Awesome

Why?

When we deal with remote sensing problems, we often use ImageNet pre-training weights to initialize the pre-network. ImageNet's natural images are quite different from remote sensing (scene) images, so the amount of data and the number of iterations are also higher. To this end, I trained some basic convolutional neural networks on some public data sets, hoping to better and faster transfer learning.

How to use?

The code used with pytorch=1.4.0, python3.6.10.
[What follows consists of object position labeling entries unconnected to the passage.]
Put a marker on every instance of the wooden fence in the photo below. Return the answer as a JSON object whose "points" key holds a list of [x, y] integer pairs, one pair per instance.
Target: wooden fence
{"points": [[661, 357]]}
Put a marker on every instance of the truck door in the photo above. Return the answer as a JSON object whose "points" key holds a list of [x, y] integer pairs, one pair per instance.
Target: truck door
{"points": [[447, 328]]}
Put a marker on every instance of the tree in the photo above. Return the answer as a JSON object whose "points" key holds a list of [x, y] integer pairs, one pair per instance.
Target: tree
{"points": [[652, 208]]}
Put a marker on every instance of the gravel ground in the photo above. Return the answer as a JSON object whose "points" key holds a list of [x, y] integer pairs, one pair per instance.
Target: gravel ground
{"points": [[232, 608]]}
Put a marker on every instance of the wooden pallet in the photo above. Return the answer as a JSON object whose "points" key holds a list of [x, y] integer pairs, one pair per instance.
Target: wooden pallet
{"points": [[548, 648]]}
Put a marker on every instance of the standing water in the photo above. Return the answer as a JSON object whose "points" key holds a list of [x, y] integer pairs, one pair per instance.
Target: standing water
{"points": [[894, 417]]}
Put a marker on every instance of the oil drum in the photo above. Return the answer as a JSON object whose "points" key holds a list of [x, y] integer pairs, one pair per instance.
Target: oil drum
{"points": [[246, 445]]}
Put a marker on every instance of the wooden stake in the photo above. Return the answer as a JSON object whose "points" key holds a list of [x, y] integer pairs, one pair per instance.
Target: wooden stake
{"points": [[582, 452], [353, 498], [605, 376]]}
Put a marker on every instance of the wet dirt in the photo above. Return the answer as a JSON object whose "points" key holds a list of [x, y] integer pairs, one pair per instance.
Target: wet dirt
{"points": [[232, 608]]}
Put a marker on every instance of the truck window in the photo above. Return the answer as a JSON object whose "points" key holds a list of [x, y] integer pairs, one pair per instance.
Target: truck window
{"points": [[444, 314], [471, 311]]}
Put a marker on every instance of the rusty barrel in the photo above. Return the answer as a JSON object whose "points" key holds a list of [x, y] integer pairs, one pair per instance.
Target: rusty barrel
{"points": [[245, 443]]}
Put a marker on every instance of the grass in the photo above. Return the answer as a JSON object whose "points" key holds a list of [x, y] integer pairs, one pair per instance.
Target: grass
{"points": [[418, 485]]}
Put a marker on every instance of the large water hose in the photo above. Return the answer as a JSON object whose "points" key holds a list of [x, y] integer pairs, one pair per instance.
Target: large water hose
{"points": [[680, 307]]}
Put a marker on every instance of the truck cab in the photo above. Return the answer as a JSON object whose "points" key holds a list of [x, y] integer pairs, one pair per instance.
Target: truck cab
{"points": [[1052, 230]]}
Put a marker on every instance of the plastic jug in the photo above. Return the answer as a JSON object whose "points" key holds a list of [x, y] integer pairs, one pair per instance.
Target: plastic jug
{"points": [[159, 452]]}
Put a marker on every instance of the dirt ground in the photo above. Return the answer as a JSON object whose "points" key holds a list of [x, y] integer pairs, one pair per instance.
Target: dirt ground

You can download the trained weights through Releases .

In order to use the model, you can code as follows：

import torch
from albumentations.pytorch import ToTensorV2
import model_finetune
import cv2
import albumentations as alb

# Model loading example
weights = torch.load(r"output/resnet34-epoch=9-val_acc=0.966.ckpt")["state_dict"] # Model weights
for k in list(weights.keys()):
    weights[str(k)[4:]]=weights.pop(k)

net = model_finetune.ResNet("resnet34",30)
net.load_state_dict(weights) # Load the weights
print(net)

Test a picture:


labels_dict = ['Airport', 'BareLand', 'BaseballField', 'Beach', 'Bridge', 'Center', 'Church', 'Commercial', 'DenseResidential',
     'Desert', 'Farmland', 'Forest', 'Industrial', 'Meadow', 'MediumResidential', 'Mountain', 'Park', 'Parking',
     'Playground', 'Pond', 'Port', 'RailwayStation', 'Resort', 'River', 'School', 'SparseResidential', 'Square',
     'Stadium', 'StorageTanks', 'Viaduct']
     
image = cv2.imread(r"AID/Viaduct/viaduct_256.jpg", cv2.IMREAD_COLOR)
image = cv2.cvtColor(image, cv2.COLOR_BGR2RGB)
transforms_train = alb.Compose([
        alb.Resize(height=224, width=224, p=1),
        alb.Normalize(p=1.0),
        ToTensorV2(p=1.0),
    ])
image = transforms_train(image=image)['image']
image = torch.unsqueeze(image,dim=0)

net.eval()
output = net(image)
output = torch.softmax(output,dim=1)
index =torch.argmax(output[0]).item()

print(output)
print(output[0,index].item(),labels_dict[index])

Result

RSD46-WHU

The data set has 117,000 256x256 pictures, 46 categories, 500~3000 for each category, and a spatial resolution of 0.5~2m. Training provided by the experiment (filtering non-pictures and duplicate files): Verification = 92110: 16810.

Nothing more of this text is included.